Mais ni cette maman, ni ces autres parents, ne savaient qu’il y avait une alternative à ce suicide.

Ce courrier souligne où précisément se situe un autre débat éthique important quant au rôle des médecins en ce qui concerne l’euthanasie.

Si des parents vivent comme un soulagement cet acte volontaire que rien ni personne ne pouvait empêcher peut-être sont-ils inconsciemment prêts à entendre le mot euthanasie.

Et en matière d’information et de communication autour de l’euthanasie il y a encore tant à faire !

Il est grand temps que les médecins et plus particulièrement les psychiatres prennent conscience du fait que des situations telles que celle qu’Edith a vécues pourraient donner lieu à une euthanasie ou tout au moins à une bonne information des patients et de leurs proches à ce sujet!

Peut-être qu’ainsi les patients et leur parents seront mieux informés et accompagnés sur les demandes d’euthanasie.

Peut-être qu’ainsi, un jour, après avoir appris que leur enfant - en souffrances psychique depuis trop longtemps - a demandé à être euthanasié, et que sa demande a été acceptée, des parents diront: j'ai ressenti qu'il ne souffrirait plus et qu'il sera délivré.

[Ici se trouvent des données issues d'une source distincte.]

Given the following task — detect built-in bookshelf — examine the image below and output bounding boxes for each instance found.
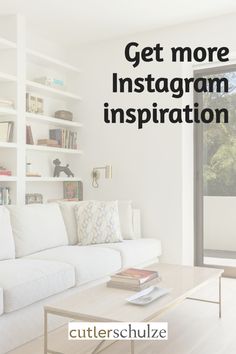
[0,15,83,204]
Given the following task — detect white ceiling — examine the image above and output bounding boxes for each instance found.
[0,0,236,46]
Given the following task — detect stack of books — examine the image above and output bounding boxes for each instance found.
[38,139,60,147]
[0,166,12,176]
[26,125,34,145]
[49,129,78,150]
[0,187,11,205]
[0,121,14,143]
[107,268,160,291]
[0,98,14,108]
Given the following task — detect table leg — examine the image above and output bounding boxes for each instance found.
[44,310,48,354]
[130,339,134,354]
[219,276,222,318]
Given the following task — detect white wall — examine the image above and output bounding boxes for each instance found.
[71,15,236,264]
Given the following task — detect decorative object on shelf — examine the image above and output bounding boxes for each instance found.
[0,121,14,143]
[26,92,44,114]
[26,172,42,177]
[25,162,32,176]
[0,98,14,108]
[0,166,12,176]
[38,139,60,147]
[49,129,78,150]
[34,76,65,90]
[92,165,112,188]
[63,181,83,201]
[53,159,74,177]
[0,187,11,205]
[25,162,42,177]
[25,193,43,204]
[54,110,73,121]
[26,125,34,145]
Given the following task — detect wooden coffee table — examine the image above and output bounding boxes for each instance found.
[44,263,223,354]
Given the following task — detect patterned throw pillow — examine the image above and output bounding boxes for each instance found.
[75,201,122,245]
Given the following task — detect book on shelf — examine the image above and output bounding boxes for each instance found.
[38,139,60,147]
[49,129,78,150]
[0,121,14,143]
[26,125,34,145]
[0,187,11,205]
[0,166,12,176]
[0,98,14,108]
[26,172,42,177]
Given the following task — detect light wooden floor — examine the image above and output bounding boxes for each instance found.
[9,278,236,354]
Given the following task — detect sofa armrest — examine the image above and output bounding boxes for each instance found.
[133,209,141,238]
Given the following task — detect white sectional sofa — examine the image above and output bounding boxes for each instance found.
[0,202,161,354]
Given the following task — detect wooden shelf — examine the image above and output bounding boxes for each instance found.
[26,49,80,73]
[0,141,17,149]
[0,107,17,116]
[26,144,82,155]
[25,177,81,183]
[0,72,17,82]
[25,112,83,128]
[0,37,17,50]
[0,176,17,182]
[26,80,81,100]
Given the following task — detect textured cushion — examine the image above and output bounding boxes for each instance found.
[118,200,135,240]
[97,238,161,268]
[0,259,75,312]
[0,206,15,261]
[58,202,81,245]
[27,246,121,284]
[8,204,68,257]
[0,288,3,316]
[75,201,122,245]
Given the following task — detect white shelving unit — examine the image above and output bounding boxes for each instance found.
[0,15,83,204]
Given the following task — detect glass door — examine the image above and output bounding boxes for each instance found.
[195,66,236,276]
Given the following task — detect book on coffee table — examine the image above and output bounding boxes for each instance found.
[107,268,159,291]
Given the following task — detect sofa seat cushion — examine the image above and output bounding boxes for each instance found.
[0,259,75,312]
[8,203,68,258]
[0,288,3,316]
[93,238,161,268]
[27,246,121,284]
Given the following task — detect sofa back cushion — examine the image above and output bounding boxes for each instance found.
[0,206,15,261]
[75,200,122,245]
[58,202,81,245]
[8,204,68,257]
[58,200,140,245]
[118,200,135,240]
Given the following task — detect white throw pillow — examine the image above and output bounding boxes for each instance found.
[58,202,81,245]
[8,204,68,257]
[118,200,135,240]
[75,201,122,245]
[0,206,15,261]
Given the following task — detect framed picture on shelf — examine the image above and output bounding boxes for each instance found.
[63,181,83,201]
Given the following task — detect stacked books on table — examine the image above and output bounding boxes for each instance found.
[0,121,14,143]
[107,268,160,291]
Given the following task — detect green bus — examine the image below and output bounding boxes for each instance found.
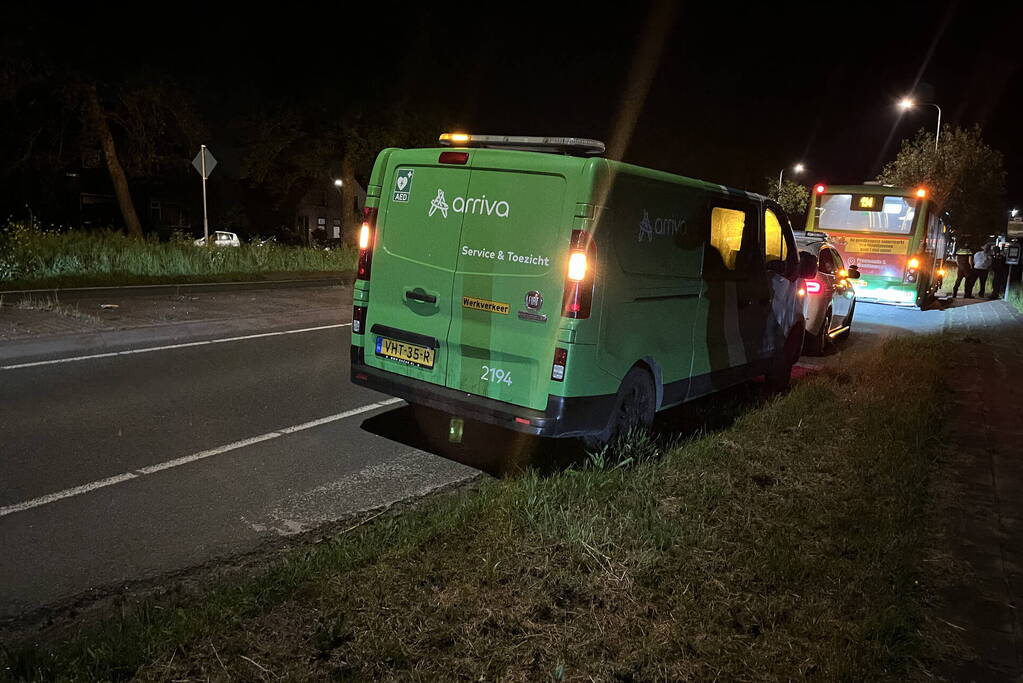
[806,183,945,309]
[351,134,816,444]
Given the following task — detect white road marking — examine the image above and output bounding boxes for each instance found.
[0,322,352,370]
[0,399,402,517]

Le deuil de reconstruction après la mort d'un enfant restera une épreuve.

Mais, avec les images d'une boucherie innommable en moins et le souvenir d'au revoirs empreints de sérénité, de paroles chaleureuses, d'embrassades et de poignées de mains, de caresses affectueuses, de regards échangés en plus, le chemin vers l'acceptation ne manquera pas d'être plus apaisé.